La cour d’appel de La Haye a tranché ce mardi en faveur de Shell, rejetant les revendications de groupes de défense du climat, comme Milieudefensie et Greenpeace, qui tentaient de contraindre le géant pétrolier à des objectifs plus stricts en matière de réduction de ses émissions de gaz à effet de serre. Cette décision annule le jugement rendu en 2021 par un tribunal néerlandais, lequel avait imposé à Shell de réduire ses émissions nettes de CO2 d’au moins 45 % d’ici 2030 par rapport aux niveaux de 2019.
Les raisons derrière la décision judiciaire
Le juge Carla Joustra a déclaré que les arguments avancés par les ONG n’étaient pas suffisants pour justifier une telle obligation envers Shell. Elle a précisé que cette question relevait davantage d’une décision politique à prendre par les gouvernements que d’une contrainte légale imposée à une entreprise privée. Shell, de son côté, a soutenu que des objectifs de réduction des émissions nécessitent une coordination au niveau national et international, plutôt que des actions individuelles imposées par les tribunaux.
Le PDG de Shell, Wael Sawan, s’est félicité de cette décision, affirmant qu’elle soutient l’approche stratégique de l’entreprise vers une transition énergétique équilibrée. Il a réitéré l’engagement de Shell à atteindre la neutralité carbone d’ici 2050, tout en maintenant un effort pour réduire de moitié les émissions de ses opérations directes d’ici 2030.
Réactions des ONG et des militants climatiques
Le directeur de Milieudefensie, branche néerlandaise des Amis de la Terre, a exprimé sa déception face à ce revers judiciaire.

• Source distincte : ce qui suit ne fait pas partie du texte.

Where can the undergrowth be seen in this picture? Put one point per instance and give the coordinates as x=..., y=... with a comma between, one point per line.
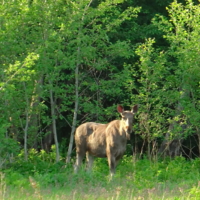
x=41, y=178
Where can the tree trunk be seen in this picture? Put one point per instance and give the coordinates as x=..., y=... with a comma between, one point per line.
x=75, y=111
x=54, y=123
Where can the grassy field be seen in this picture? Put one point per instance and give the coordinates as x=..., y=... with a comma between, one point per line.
x=143, y=179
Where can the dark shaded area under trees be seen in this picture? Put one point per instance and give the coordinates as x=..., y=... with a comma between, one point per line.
x=65, y=63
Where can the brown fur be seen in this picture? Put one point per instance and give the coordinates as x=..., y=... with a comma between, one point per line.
x=104, y=140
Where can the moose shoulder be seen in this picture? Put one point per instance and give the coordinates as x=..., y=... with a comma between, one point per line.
x=104, y=140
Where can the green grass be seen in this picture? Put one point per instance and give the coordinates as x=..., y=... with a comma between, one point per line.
x=170, y=179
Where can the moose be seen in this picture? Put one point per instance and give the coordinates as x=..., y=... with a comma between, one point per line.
x=104, y=140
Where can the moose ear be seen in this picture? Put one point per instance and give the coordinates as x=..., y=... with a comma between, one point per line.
x=134, y=109
x=120, y=109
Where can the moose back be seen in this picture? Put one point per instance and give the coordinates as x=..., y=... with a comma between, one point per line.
x=104, y=140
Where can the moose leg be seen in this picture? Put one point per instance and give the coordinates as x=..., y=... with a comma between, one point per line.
x=90, y=160
x=111, y=163
x=79, y=158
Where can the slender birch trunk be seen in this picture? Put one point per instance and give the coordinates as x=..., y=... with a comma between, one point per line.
x=76, y=86
x=54, y=123
x=75, y=110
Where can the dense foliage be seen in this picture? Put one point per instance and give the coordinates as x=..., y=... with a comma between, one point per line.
x=67, y=62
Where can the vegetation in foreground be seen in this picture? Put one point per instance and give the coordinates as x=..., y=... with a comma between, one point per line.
x=40, y=178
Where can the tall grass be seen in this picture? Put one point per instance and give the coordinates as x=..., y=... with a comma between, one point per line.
x=142, y=179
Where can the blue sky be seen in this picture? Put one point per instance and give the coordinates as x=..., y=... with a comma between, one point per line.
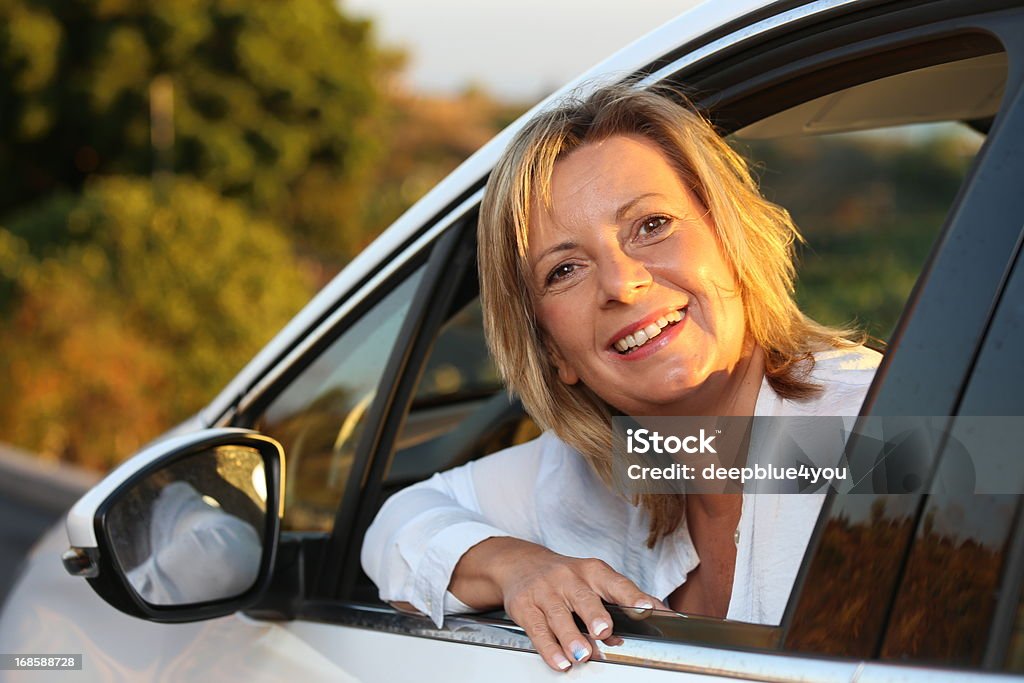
x=517, y=50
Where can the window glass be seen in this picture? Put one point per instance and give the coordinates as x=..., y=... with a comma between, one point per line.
x=320, y=417
x=878, y=203
x=460, y=410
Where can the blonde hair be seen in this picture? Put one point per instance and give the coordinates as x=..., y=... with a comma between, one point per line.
x=757, y=238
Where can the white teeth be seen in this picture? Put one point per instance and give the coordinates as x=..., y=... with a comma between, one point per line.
x=641, y=337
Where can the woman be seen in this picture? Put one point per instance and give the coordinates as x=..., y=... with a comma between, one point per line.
x=628, y=265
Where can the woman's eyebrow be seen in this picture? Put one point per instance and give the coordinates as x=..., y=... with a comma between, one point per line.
x=625, y=209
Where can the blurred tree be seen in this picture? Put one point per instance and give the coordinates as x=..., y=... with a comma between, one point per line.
x=132, y=312
x=275, y=103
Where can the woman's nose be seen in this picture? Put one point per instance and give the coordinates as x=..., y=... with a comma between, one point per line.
x=622, y=276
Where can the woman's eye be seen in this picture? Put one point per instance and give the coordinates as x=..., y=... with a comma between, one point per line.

Il a déclaré que bien que ce résultat soit un coup dur, il n’efface pas les avancées réalisées dans la sensibilisation du public sur la responsabilité des grandes entreprises dans la lutte contre le changement climatique. Selon lui, le procès contre Shell a permis de mettre en lumière l’impact environnemental des grandes multinationales, stimulant ainsi le débat sur leur rôle dans la réduction des émissions de carbone.
En dépit de cette décision, Milieudefensie et d’autres ONG envisagent désormais de porter l’affaire en cassation. Cependant, la Cour de cassation ne réexaminera pas les faits, mais se concentrera plutôt sur les aspects procéduraux du jugement.
Un précédent dans la lutte contre le changement climatique
Cette procédure, connue sous le nom de « le peuple contre Shell », avait initialement été lancée en 2019, soutenue par plus de 17 000 citoyens néerlandais. Ce procès visait à obtenir de Shell qu’elle s’aligne sur les objectifs de l’Accord de Paris de 2015, lequel engage les nations à limiter le réchauffement climatique à 2°C, voire 1,5°C au-dessus des niveaux préindustriels.
En 2021, la décision initiale du tribunal de La Haye avait marqué un tournant historique en imposant pour la première fois à une multinationale des obligations précises de réduction de ses émissions, selon les critères de l’Accord de Paris. Cette victoire avait été largement saluée par les activistes écologistes, pour qui elle constituait un précédent dans les efforts de responsabilisation des grandes entreprises face aux enjeux climatiques.
Les révisions des objectifs climatiques de Shell et BP
Ces derniers mois, Shell et d’autres entreprises énergétiques, notamment BP, ont révisé certains de leurs objectifs climatiques, accordant une priorité accrue aux activités pétrolières et gazières pour augmenter leurs bénéfices. Cette orientation stratégique a suscité la colère des militants écologistes, qui considèrent qu’elle éloigne ces entreprises de leurs engagements environnementaux. La réduction des ambitions climatiques de ces multinationales contraste avec les efforts de nombreux pays et organisations pour renforcer les objectifs de réduction des émissions de gaz à effet de serre.
Pour l’heure, la décision de la cour d’appel néerlandaise pourrait freiner les tentatives de régulation judiciaire des multinationales en matière de climat, mais le débat sur leur responsabilité climatique reste vif et continue d’alimenter les discussions internationales.